Medtronic is a great case study that encompasses all three of these best practices, and their challenges and solutions will resonate in any industry.  

Explore supply chain tiers and risk analytics 

Everstream recently worked with a medical device manufacturing client to map the entire value stream for one specific product, and the results were astounding. Starting from Point A – a specific product manufactured at a specific location – we first analyzed their Tier-1 network, made up of 29 companies. 

Stepping into the sub-tiers, Everstream’s process uncovered that based on those Tier-1 suppliers and the materials they sourced, Tier-2 widened to include 212 different suppliers across the globe. Moving to Tier-3, we discovered 1,766 different suppliers. Drilling down to Tier-4, we found a total of 13,876 different suppliers.  

diagram of supply chain tiers increasing from 29 in Tier 1 to 13,876 in Tier 4

 

This client had strong relationships with their Tier-1 suppliers, but clearly it’s impossible to communicate closely with over 13,000 sub-tier suppliers. And the potential issues that could affect their production grow exponentially with each tier expansion.  

Humans can’t physically track risk potential across 13,876 suppliers, but technology can. Risk analytics can be automated so that the right people receive the right alerts about the most important potential disruptions.  

Humans also can’t manually uncover that vast number of sub-tier suppliers to even begin monitoring them for risk potential. But again, technology can. Everstream’s platform aggregates billions and billions of supply chain transactions and then cross-reference those with industry-specific reference data on manufacturer locations and products. 

The platform then adds graph technology and entity resolution technology to sift through billions of transactions and pull out millions of individual suppliers, their facilities, and their connections to other companies. 

Embed risk into existing platforms 

Everstream combines that intelligence with data our clients already have, ultimately mapping a visual representation of their multi-tier supply chain. And because artificial intelligence and the humans who interpret the results are always learning, the data gets better with each cycle.   

A human may not even know what changes to monitor and what questions to ask about those changes. But because a graph shows supplier interdependencies, changes will show up. Say a soda manufacturer suddenly switches from plastic to glass bottles – that will affect multiple industries that aren’t even in the Food and Beverage space.  

When you have that much sub-tier visibility, admittedly you’re going to create a significant amount of noise. The more companies can connect their systems and automate, the easier it is to take noise out of the system and start automating more impactful decisions. 

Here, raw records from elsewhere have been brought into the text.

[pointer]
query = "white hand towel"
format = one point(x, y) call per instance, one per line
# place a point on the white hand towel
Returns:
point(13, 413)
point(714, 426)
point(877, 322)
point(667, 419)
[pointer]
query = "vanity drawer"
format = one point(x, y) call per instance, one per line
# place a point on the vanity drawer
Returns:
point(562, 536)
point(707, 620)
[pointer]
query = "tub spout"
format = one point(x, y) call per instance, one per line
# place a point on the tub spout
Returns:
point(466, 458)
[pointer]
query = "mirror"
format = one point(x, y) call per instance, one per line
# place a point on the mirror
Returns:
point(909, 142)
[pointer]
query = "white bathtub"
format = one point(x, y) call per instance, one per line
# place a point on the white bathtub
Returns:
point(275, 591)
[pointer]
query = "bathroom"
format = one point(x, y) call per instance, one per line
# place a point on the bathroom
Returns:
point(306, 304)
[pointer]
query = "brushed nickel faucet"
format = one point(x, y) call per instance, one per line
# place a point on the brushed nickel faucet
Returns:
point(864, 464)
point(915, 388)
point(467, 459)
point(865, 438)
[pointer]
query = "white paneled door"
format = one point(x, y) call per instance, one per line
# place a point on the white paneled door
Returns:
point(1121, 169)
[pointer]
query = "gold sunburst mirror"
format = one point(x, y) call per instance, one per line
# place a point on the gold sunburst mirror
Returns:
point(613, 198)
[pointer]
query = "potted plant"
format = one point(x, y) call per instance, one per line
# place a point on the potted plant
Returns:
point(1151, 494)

For example, think about hurricane season. Imagine if you preloaded your expectation in terms of your own finished goods inventory to increase during hurricane season so that you have more buffer. Or you could send that additional demand to your supply base that’s in that region that says during hurricane season we want six weeks or eight weeks instead of 30 days. Imagine that happening automatically based on your risk information coming in and building that buffer to manage that risk.  

Staying dynamic for managing supply chain tiers 

Ultimately, your company is either on the path or not on the path of applying a data science approach to supply chain visibility. Without big data, you cannot have a dynamic view of multi-tier suppliers. 

A dynamic view of risk gives you the data and the insights to share internally and externally for partners to trust that what you say is actionable. If you integrate with the right platforms, the right type of insights and build trust in those insights, it’s a magical thing. We’ve seen that happen with our clients, and it has transformed their supply chains. Multi-tier visibility is just an enormous competitive advantage.